Giudici – di Andrea Camilleri, Giancarlo De Cataldo, Carlo Lucarelli

giudiciIl libro di Andrea Camilleri, Giancarlo De Cataldo e Carlo Lucarelli édito da Einaudi narra l’importanza del ruolo di giudice, che da sempre ha rappresentato una figura importante e delicata. Per essere giudice, infatti, oltre ad aver tanto studiato  per costruirsi un bagaglio culturale solido occorre anche avere una formazione caratteriale salda, cioè non lasciarsi andare alle emozioni considerato il ruolo e la funzione di amministratore della giustizia propria del giudice.

Di certo non è un ruolo che può rivestire chiunque: nelle aule di tribunale, infatti, i giudici armati di pazienza ascoltano quello che gli avvocati urlano a difesa del proprio cliente e quell’uomo lì di fronte a loro che indossa una toga deve rimanere fermo, incamerare tutto quello che si dice, ma la cosa più importante e difficile per il giudice è che deve rimanere neutrale di fronte alla situazione che gli viene presentata. Tre grandi scrittori in questo libro hanno raccontato tre diverse storie di giudici.

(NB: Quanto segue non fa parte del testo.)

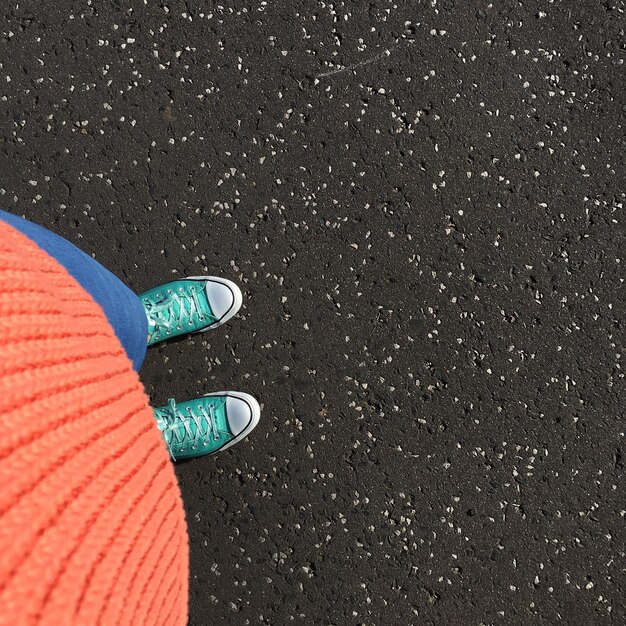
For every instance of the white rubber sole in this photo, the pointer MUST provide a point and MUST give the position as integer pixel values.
(237, 299)
(255, 411)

La prima è quella di Andrea Camilleri che racconta la storia di un giudice torinese trasferito in Sicilia quando era trascorso poco tempo dall’Unità di Italia. Era un giudice troppo giovane per rendersi conto dei pericoli che gli giravano intorno.

C’è poi la storia di una giustizia dei giorni nostri raccontata da Giancarlo De Cataldo che pone al centro del suo racconto la fondamentale importanza che l’apparato giuridico riveste per un buon funzionamento della società civile.

E infine Carlo Lucarelli racconta la storia di un poliziotto chiamato per fare da scorta ad un giudice, nonostante sia una scorta a dir poco inutile. E’ così che attraverso il racconto di questi tre scrittori il sistema giudiziario viene messo in luce con tutte le sue crepe e le sue sfaccettature delicate e in un certo senso anche rischiose.